The steam locomotives of British Railways were used by British Railways over the period 1948–1968. The vast majority of these were inherited from its four constituent companies, the "Big Four".
In addition, BR built 2537 steam locomotives in the period 1948–1960, 1538 to pre-nationalisation designs and 999 to its own standard designs. These locomotives had short working lives, some as little as five years, because of the decision to end the use of steam traction by 1968, against a design life of over 30 years and a theoretical final withdrawal date of between 1990 and 2000.
British Railways was created on 1 January 1948 principally by the merger of the "Big Four" grouped railway companies: the Great Western Railway (GWR), the London, Midland and Scottish Railway (LMS), the London and North Eastern Railway (LNER) and the Southern Railway (SR). It inherited a wide legacy of locomotives and rolling stock, much of which needed replacing due to the ravages of World War II.
A wide variety of locomotives was acquired from the four major constituent companies. These had generally standardised their own designs. See:
In addition, a handful of locomotives were inherited from minor constituents.
The 1948 Locomotive Exchange Trials compared locomotives from each company against each other.

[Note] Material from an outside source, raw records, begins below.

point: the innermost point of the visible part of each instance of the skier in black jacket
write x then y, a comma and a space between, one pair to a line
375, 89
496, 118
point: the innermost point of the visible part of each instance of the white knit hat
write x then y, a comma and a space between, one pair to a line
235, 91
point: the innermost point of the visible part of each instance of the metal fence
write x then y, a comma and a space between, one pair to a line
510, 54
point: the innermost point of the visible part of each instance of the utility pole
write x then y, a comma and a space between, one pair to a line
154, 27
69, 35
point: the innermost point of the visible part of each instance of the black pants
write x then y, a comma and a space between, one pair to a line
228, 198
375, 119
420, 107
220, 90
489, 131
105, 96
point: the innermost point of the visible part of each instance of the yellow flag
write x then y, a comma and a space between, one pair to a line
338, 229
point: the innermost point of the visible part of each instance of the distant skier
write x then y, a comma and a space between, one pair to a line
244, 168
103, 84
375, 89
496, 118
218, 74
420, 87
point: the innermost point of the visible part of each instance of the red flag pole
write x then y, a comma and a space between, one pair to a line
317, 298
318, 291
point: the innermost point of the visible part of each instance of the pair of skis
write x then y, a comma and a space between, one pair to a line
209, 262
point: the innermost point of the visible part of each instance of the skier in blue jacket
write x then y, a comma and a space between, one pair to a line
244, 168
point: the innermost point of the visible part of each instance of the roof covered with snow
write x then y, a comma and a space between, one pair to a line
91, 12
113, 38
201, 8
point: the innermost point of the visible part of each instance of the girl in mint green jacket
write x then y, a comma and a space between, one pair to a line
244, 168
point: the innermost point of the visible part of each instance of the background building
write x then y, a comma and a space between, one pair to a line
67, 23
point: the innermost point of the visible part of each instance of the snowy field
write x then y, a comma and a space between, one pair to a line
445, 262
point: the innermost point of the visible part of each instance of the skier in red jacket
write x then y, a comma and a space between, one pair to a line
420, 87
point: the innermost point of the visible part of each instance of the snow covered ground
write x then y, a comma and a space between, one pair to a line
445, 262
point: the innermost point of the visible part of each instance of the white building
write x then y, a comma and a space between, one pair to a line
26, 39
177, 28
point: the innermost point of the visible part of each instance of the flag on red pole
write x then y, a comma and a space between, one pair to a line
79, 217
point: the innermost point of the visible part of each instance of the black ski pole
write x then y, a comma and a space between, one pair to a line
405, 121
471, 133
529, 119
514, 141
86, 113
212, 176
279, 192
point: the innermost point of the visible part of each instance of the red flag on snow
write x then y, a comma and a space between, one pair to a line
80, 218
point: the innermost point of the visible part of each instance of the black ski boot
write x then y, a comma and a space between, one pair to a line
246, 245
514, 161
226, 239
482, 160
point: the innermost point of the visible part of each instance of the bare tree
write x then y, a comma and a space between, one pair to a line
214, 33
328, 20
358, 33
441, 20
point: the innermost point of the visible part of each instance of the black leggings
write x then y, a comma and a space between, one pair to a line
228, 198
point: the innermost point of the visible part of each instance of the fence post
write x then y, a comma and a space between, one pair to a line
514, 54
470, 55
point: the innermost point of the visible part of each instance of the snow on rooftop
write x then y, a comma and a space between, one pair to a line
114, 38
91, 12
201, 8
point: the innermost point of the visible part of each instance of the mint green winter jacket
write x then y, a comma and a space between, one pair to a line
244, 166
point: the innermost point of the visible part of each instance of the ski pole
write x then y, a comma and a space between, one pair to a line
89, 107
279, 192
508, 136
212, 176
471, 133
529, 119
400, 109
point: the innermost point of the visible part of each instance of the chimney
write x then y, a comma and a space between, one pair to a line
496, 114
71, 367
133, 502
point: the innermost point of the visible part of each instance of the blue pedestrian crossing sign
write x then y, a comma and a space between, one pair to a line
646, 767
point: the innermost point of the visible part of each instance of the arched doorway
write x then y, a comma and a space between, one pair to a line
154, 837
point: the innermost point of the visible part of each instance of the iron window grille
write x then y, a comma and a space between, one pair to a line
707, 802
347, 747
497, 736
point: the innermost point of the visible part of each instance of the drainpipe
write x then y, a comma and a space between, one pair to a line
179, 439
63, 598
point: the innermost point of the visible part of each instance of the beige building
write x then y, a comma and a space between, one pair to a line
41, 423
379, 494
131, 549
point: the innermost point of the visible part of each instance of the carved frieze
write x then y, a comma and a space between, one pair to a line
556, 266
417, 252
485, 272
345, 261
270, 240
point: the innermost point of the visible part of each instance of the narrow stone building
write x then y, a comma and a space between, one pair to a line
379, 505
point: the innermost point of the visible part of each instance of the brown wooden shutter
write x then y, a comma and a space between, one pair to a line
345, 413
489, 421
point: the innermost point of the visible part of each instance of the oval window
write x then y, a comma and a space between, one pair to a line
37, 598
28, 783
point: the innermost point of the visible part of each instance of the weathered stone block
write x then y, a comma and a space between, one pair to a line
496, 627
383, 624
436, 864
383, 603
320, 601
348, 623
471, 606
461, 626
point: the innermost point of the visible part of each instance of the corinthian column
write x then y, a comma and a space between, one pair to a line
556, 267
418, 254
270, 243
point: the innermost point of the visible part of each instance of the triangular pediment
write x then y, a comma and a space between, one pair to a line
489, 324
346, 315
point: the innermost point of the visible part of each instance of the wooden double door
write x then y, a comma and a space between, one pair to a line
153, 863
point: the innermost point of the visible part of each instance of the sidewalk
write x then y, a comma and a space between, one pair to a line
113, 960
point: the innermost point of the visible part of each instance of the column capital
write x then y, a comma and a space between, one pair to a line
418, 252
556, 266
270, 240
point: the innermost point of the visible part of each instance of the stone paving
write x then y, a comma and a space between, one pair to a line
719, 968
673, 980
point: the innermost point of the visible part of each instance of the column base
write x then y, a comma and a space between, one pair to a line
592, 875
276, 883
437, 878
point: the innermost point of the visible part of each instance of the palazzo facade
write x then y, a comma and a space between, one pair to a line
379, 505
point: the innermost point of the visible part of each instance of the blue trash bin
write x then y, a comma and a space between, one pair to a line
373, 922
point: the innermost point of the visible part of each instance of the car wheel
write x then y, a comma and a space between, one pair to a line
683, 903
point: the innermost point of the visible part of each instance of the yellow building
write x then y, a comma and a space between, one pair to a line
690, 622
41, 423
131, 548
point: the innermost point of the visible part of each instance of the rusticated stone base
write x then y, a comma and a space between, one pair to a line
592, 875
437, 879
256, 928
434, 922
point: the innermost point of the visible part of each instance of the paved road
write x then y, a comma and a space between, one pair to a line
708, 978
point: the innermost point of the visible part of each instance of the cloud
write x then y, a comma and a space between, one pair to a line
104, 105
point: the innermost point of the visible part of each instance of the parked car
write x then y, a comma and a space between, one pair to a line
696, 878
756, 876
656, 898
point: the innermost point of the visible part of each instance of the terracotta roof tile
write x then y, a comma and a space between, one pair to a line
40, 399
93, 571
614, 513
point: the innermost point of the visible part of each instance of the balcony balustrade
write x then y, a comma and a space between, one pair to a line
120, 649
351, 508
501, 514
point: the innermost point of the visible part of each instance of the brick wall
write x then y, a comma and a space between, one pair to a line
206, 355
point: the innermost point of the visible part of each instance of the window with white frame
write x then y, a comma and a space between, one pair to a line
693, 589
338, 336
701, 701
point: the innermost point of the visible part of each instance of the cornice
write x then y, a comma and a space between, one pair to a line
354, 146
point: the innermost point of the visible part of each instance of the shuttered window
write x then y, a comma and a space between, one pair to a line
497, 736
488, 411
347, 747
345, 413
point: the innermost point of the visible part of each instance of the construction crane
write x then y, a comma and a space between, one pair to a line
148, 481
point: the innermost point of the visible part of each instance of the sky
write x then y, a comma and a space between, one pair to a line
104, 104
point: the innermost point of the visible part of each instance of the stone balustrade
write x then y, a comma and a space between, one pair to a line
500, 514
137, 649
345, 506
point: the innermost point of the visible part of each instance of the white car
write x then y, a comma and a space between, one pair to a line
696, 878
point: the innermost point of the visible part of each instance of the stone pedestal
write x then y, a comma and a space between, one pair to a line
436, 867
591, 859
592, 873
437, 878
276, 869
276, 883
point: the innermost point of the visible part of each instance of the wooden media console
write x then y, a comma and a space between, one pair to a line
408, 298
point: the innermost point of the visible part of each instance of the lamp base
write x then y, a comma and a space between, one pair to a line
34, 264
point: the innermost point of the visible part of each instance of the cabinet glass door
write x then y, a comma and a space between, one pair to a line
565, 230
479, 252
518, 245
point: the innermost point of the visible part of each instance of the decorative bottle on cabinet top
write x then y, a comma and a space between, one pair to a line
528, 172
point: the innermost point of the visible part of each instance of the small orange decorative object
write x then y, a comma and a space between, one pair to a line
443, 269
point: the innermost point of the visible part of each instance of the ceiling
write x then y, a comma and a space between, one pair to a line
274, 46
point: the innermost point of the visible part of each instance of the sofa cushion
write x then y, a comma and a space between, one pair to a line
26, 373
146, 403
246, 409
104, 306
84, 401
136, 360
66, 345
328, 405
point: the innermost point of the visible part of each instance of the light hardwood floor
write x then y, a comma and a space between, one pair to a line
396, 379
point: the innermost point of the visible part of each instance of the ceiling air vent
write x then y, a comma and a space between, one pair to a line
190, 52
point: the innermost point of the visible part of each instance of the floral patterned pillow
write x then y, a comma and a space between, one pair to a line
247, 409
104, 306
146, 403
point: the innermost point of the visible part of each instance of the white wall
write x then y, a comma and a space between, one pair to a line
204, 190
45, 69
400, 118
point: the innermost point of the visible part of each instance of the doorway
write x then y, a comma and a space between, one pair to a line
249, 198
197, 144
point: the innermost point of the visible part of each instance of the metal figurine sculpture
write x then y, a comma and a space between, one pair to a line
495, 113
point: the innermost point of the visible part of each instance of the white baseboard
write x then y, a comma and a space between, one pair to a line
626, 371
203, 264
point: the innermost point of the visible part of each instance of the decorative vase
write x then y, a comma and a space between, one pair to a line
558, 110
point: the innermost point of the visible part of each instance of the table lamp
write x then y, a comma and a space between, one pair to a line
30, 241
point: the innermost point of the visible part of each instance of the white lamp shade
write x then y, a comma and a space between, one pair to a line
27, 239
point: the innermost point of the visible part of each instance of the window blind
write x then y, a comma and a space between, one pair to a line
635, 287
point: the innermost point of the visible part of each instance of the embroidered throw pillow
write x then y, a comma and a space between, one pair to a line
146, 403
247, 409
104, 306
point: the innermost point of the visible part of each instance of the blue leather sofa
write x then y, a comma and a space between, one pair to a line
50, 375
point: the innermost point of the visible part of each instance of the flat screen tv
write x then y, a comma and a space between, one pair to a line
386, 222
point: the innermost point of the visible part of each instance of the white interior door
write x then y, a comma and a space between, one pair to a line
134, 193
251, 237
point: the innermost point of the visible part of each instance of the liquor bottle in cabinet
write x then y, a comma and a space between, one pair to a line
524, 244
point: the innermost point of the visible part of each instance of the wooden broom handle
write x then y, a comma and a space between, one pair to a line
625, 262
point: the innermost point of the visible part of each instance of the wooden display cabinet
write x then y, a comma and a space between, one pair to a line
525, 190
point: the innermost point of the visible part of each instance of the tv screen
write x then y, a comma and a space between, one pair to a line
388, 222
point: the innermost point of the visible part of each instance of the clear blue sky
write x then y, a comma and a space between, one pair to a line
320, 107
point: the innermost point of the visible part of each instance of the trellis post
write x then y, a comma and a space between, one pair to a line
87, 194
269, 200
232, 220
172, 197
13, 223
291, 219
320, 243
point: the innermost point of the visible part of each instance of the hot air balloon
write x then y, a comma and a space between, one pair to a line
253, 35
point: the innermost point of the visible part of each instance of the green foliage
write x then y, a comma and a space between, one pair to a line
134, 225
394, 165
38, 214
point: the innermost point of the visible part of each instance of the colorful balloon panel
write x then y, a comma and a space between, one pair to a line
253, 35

After initially using letter prefixes (E for ex-LNER, M for ex-LMS, S for ex-SR, and W for ex-GWR locomotives, as used for other inherited rolling stock), a numbering scheme was decided on in March 1948. Generally ex-GWR locomotives retained their numbers (and hence were able to retain their cast brass number plates) and it was decided to add 30000 to the Southern numbers, 40000 to the LMS numbers and 60000 to the LNER numbers. There were some exceptions though.